All of this only adds to concern at the slow progress that has been made so far. In the UK, anxieties over energy security and economic sustainability continue to put pressure on green and renewable goals; indeed, the fourth-phase of the so-called ‘carbon budget’, which is due to run from 2023-2027, is under review by the Treasury. Its aim is to slow the pace of change. It must be stressed that even if the UK were to meet all of its self-imposed obligations, the net-effect in global terms would have little impact beyond the setting of a fine example.

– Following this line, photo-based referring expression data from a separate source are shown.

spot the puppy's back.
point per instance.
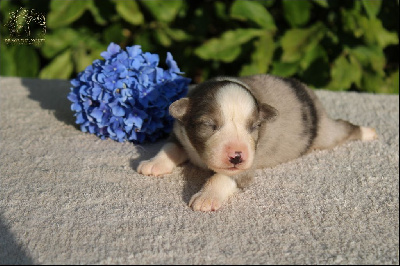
(296, 127)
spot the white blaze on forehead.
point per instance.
(236, 104)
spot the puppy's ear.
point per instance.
(179, 108)
(268, 113)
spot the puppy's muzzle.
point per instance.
(237, 159)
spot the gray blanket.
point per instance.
(67, 197)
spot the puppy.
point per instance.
(233, 126)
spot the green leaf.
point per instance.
(63, 13)
(344, 72)
(323, 3)
(253, 11)
(370, 56)
(60, 68)
(8, 66)
(58, 41)
(162, 37)
(227, 47)
(129, 11)
(27, 61)
(297, 42)
(261, 57)
(313, 54)
(96, 13)
(162, 10)
(113, 33)
(297, 13)
(375, 33)
(177, 34)
(370, 29)
(393, 83)
(284, 69)
(372, 7)
(372, 82)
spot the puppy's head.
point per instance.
(219, 121)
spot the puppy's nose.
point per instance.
(237, 159)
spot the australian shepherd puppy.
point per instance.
(233, 126)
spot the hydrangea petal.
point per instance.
(126, 96)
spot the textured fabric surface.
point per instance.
(67, 197)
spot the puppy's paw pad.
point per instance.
(154, 168)
(205, 202)
(368, 134)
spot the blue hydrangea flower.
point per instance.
(126, 96)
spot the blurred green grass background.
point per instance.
(336, 45)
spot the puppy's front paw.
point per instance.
(206, 201)
(155, 167)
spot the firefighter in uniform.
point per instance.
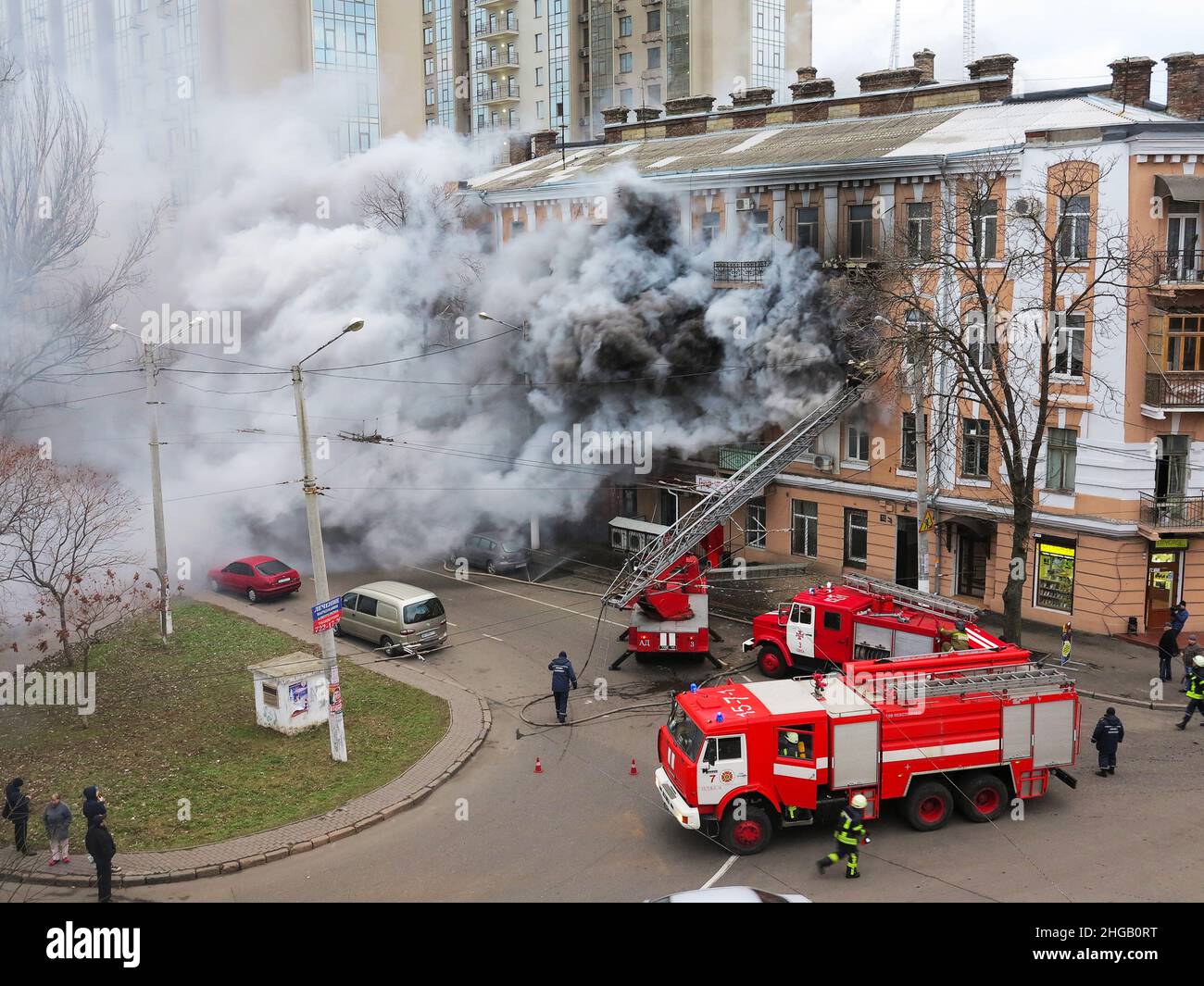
(1195, 692)
(850, 832)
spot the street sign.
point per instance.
(326, 614)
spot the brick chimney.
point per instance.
(926, 61)
(1185, 85)
(542, 143)
(1131, 80)
(759, 95)
(808, 87)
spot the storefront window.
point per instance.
(1055, 574)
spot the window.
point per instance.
(807, 228)
(861, 235)
(754, 536)
(919, 229)
(1072, 243)
(856, 447)
(907, 449)
(1185, 342)
(1068, 341)
(1054, 588)
(1060, 453)
(856, 535)
(985, 229)
(805, 528)
(975, 448)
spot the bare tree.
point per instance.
(55, 307)
(988, 301)
(65, 537)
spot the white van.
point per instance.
(394, 616)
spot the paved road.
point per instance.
(585, 830)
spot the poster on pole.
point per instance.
(326, 614)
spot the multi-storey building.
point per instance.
(156, 61)
(1119, 525)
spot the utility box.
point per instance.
(290, 693)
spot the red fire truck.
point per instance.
(823, 628)
(972, 730)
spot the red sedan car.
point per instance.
(257, 577)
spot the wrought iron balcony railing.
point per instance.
(1172, 512)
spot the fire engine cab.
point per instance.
(823, 628)
(739, 761)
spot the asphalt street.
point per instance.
(586, 830)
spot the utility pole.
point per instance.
(321, 589)
(160, 536)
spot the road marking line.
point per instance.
(721, 872)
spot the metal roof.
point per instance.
(926, 132)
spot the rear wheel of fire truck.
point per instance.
(749, 834)
(771, 664)
(983, 797)
(928, 805)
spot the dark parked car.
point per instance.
(492, 553)
(257, 577)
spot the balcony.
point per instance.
(739, 273)
(1172, 513)
(1181, 268)
(1175, 389)
(500, 60)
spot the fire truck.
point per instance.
(823, 628)
(966, 730)
(663, 586)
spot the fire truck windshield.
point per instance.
(684, 732)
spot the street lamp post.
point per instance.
(318, 557)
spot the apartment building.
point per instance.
(1119, 526)
(157, 60)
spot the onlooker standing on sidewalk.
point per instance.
(101, 848)
(16, 809)
(1108, 736)
(56, 818)
(1168, 646)
(1190, 654)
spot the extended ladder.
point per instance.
(734, 493)
(927, 601)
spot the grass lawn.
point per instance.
(180, 722)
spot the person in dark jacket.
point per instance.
(1108, 736)
(562, 678)
(101, 848)
(1168, 646)
(16, 809)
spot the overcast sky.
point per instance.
(1060, 43)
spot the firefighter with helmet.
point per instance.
(850, 832)
(1195, 692)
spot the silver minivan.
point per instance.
(394, 616)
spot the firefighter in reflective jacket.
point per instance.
(849, 834)
(1195, 692)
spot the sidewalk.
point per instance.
(470, 722)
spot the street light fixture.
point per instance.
(318, 555)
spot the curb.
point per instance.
(292, 849)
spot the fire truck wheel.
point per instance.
(749, 834)
(983, 797)
(928, 805)
(771, 664)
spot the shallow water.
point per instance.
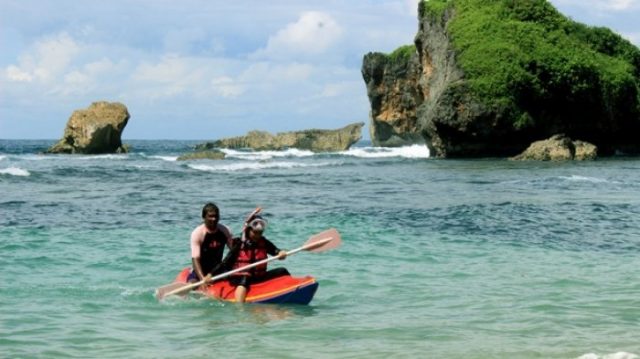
(474, 259)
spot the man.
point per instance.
(207, 244)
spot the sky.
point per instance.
(202, 70)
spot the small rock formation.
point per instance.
(97, 129)
(558, 148)
(313, 140)
(202, 155)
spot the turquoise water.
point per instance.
(441, 259)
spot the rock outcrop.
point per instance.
(394, 94)
(489, 78)
(559, 148)
(97, 129)
(202, 155)
(313, 140)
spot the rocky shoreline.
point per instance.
(485, 93)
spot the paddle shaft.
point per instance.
(252, 265)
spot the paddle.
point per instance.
(323, 241)
(175, 285)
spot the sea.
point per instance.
(483, 258)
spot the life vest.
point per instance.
(249, 253)
(211, 250)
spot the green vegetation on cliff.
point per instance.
(403, 53)
(525, 60)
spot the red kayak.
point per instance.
(284, 289)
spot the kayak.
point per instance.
(284, 289)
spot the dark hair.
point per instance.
(210, 207)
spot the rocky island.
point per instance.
(490, 78)
(95, 130)
(314, 140)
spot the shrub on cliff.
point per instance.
(529, 63)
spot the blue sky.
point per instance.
(198, 69)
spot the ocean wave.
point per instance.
(166, 158)
(413, 151)
(14, 171)
(241, 166)
(584, 179)
(267, 155)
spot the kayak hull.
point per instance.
(280, 290)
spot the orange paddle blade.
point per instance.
(323, 241)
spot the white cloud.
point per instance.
(46, 60)
(226, 87)
(601, 5)
(336, 89)
(15, 74)
(313, 34)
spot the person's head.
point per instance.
(256, 227)
(210, 215)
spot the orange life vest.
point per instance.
(249, 253)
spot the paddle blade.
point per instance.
(323, 241)
(169, 288)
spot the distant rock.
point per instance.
(97, 129)
(487, 78)
(559, 148)
(313, 140)
(202, 155)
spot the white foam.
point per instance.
(241, 166)
(618, 355)
(413, 151)
(266, 155)
(107, 157)
(584, 179)
(166, 158)
(14, 171)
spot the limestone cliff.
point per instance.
(490, 78)
(97, 129)
(394, 94)
(313, 140)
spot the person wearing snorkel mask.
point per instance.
(252, 247)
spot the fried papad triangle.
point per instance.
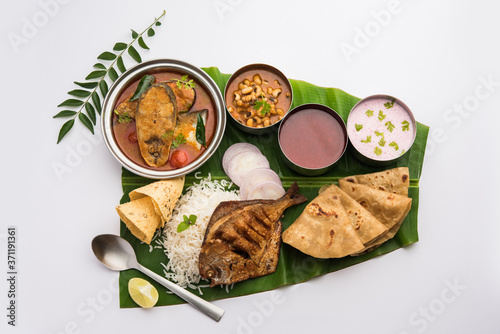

A comprehensive global agreement is urgently needed, and one that includes a resolution of the difficult question of how to share and mitigate the high costs of climate-change between developed countries. In the past, the richest nations polluted heavily: a moral obligation exists, making it incumbent in helping developing nations to invest in new renewable technologies. This is needed if they are to ever have any chance of meeting their renewable obligation targets. The prospects of meaningful advances, though, are slim when we consider that it is now developing countries which are more polluting. Sharing the associated costs of climate change and how it should be done is a politically vexed question.

The last of the serial UN Conventions on Climate Change, in Warsaw at the end of 2013, made no material progress. The crucial meeting, however, at which any new treaty on global warming would need to be signed, is not until the UN reconvenes in Paris in 2015. We can only hope, then, that the IPCC’s blunt appraisal will focus and concentrate minds in how best a more comprehensive agreement can be delivered.